The split-window Stingray didn't last long. But this one did.

January 30, 2017 9:00 am

During a performance at the G8 Summit in 1998, Jools Holland and his band started a version of All You Need Is Love that French president Jacques Chirac mistook for his national anthem. Chirac rose for the song’s opening bars, so to avoid embarrassing him, Tony Blair, Bill Clinton and Boris Yeltsin also stood. Then they all realized it was a pop song, and broke out into the kind of awkward, f*ck-we’re-on-camera dancing you might expect of a cabal of aging world leaders.

Great story, right?

But this isn’t about Mr. Holland, his band or his music. It’s about his car.

The car that the former member of Squeeze used to own is a 1963 Corvette Stingray coupe, one of the first models to be built with a split rear window design.
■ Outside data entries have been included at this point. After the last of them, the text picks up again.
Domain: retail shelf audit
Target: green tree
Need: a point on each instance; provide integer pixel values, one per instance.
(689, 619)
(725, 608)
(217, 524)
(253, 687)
In addition to that anomaly, the Sting Ray also had a new chassis featuring Corvette’s first four-wheel independent suspension.

While the chassis design proved to be built to last, the split rear window proved otherwise, and was discontinued after just a year, which makes the ‘63 Stingray coupe an extremely rare find.

Rare Sting Ray (8 images)

The coupe Holland used to own — which is being sold by Sotheby’s for around $100,000 — is still coated in its original blue paint job but does have an upgraded 350-cubic inch Chevrolet V8.

“The model has become something of a design classic and is renowned for its combination of European-inspired high style and American brawn,” Sotheby’s says. “It remains coveted by collectors as a landmark in the history of what may be Chevrolet’s most important model.”

If you love rare cars, the ’63 Stingray could be all you need.